#Elasticsearch Basics
Elasticsearch (ES) is a kind of NoSQL distributed full-text database engine. It is designed to store data as Documents. It is based on Lucene (written in Java) and exposes an API layer. The key features of ES are :
- Speed
- Search relevancy
- Statistical analysis tools
ES is better used with systems that need a lot of search or analysis.
- Java
- setting up the JAVA_HOME environnemnt variable
- Elastic search binary cf http://ruilopes.com/elasticsearch-setup
- Maven plugin
A Node is a physical server on which elastic search is installed. It is created with the installation of ES on the computer.
A Cluster is a group of Nodes, with Shards distributed among them equally.
By default, ES uses the TCP port 9200 and exposes an API on it.
Therefore, on a given ES Node, we can make the following requests :
-
Get basic infos on the Node, the Cluster, its state and the version of ES installed GET /
-
Get a list of all the Indices which have been created on the Node GET /_cat/indices
An Index relates to the concept of Database in the SQL world. Thus, it references a group of Types (SQL Tables) provided via a Mapping (SQL Schema).
When we want to create an Index called "my_blog", he needs to provide its structure via a POST request in the form of a JSON Mapping giving the details of the Types it contains :
POST my_blog
{
"mappings":{
"post":{
"properties":{
"user_id":{
"type":"integer"
},
"post_text":{
"type":"string"
},
"post_date":{
"type":"date"
}
}
}
}
}
A Type contains Properties (SQL columns) and each Property has its own datatype (integer, string, date, etc..).

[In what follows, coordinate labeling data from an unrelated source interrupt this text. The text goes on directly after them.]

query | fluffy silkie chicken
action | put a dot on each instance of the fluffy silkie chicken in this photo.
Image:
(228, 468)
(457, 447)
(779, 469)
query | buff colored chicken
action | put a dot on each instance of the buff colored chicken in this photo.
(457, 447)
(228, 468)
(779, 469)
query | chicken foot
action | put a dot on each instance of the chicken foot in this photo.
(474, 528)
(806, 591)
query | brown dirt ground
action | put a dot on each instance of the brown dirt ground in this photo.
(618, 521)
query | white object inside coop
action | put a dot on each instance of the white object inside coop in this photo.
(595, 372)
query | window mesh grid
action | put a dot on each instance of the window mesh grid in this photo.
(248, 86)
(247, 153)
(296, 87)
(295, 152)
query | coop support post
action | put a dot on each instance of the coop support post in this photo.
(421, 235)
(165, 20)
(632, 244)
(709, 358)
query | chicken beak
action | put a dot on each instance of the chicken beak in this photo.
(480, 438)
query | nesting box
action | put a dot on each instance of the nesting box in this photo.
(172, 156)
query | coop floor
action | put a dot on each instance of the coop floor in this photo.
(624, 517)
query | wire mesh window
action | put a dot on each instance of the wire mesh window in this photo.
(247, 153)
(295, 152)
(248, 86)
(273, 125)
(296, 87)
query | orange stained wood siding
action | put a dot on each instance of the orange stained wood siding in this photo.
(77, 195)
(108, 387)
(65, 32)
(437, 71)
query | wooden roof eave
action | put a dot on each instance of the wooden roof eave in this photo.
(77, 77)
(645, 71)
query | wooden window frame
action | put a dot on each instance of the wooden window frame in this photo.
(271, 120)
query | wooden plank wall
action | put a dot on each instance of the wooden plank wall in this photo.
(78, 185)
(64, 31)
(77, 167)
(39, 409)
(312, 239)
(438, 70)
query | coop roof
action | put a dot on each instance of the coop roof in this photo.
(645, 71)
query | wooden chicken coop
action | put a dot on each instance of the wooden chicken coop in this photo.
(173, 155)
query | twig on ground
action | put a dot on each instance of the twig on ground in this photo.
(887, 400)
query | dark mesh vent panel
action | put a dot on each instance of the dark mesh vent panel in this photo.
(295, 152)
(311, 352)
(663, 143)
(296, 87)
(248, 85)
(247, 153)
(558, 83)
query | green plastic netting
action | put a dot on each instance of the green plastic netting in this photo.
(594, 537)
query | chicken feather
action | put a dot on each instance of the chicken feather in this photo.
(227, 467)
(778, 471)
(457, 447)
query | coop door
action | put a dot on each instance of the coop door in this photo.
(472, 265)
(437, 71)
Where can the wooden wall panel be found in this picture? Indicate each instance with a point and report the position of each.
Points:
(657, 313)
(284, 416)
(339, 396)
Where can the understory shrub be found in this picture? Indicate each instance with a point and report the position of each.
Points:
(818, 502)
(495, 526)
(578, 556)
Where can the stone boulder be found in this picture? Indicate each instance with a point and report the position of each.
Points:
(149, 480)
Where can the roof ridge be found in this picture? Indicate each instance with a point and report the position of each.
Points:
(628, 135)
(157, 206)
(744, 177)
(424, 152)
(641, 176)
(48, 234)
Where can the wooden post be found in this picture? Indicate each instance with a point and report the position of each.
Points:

The mapping can be retrieved hereafter using the following GET request
GET my_blog/_mapping
The Index can be deleted like so
DELETE my_blog
A Shard is a logical subdivision of the Index. It is managed automatically by ES. If a Cluster has several Nodes, an Index will have its Shards spread equally on all the Nodes to maximize the power of parallellism. An index can be given a setting about its number of shards during its creation.
POST my_blog
{
"settings":{
"index":{
"number_of_shards":5
}
},
"mappings":{
...
}
}
Once the mapping has been created, we want to insert data into the Index. An entry of one Type is called a Document. To insert a Document, we use the following POST request :
POST my_blog/post
{
"post_date":"2015-08-30",
"post_text":"This is a blog post",
"user_id":1
}
To retrieve all the documents of one Type, we use the following request :
GET my_blog/post/_search
This will return something like the following JSON :
{
"took": 1,
"timed_out": false,
"_shards": {
"total": 5,
"successful": 5,
"failed": 0
},
"hits": {
"total": 1,
"max_score": 1,
"hits": [
{
"_index": "my_blog",
"_type": "post",
"_id": "AU964wxetHCdRLXP4ncX",
"_score": 1
}
]
}
}
We can see that ES generated an _id for us. We can retrieve the document back with the following request :
GET my_blog/post/AU964wxetHCdRLXP4ncX
returning :
{
"_index": "my_blog",
"_type": "post",
"_id": "AU964wxetHCdRLXP4ncX",
"_version": 1,
"found": true,
"_source": {
"post_date": "2015-08-30",
"post_text": "This is a blog post",
"user_id": 1
}
}
But instead we could create our own id, preventing ES to generate it
POST my_blog/post/my_id
{
"post_date":"2015-08-30",
"post_text":"This is a blog post with my id",
"user_id":2
}
A Property of datatype date can be given a specific format, leading to errors if other formats are provided during the creation of Documents
"post_date":{
"type":"date",
"format":"YYYY-MM-DD"
}
ES is often used simultaneously with other database engines to provide search functionality on its side. By default, ES will store all the data defined in the mapping, but this can lead to a lot of redundancy. We can tell ES to disable the storage by default and chose which property to store to reduce the memory allocated by the index at the Type level :
POST my_blog
{
"mappings":{
"post":{
"_source":{
"enabled":false
},
"properties":{
"user_id":{
"type":"integer",
"store":true
},
...
}
}
}
}
This setting is useful especially when disk space is a real concern, but it makes documents trickier to retrieve and debug.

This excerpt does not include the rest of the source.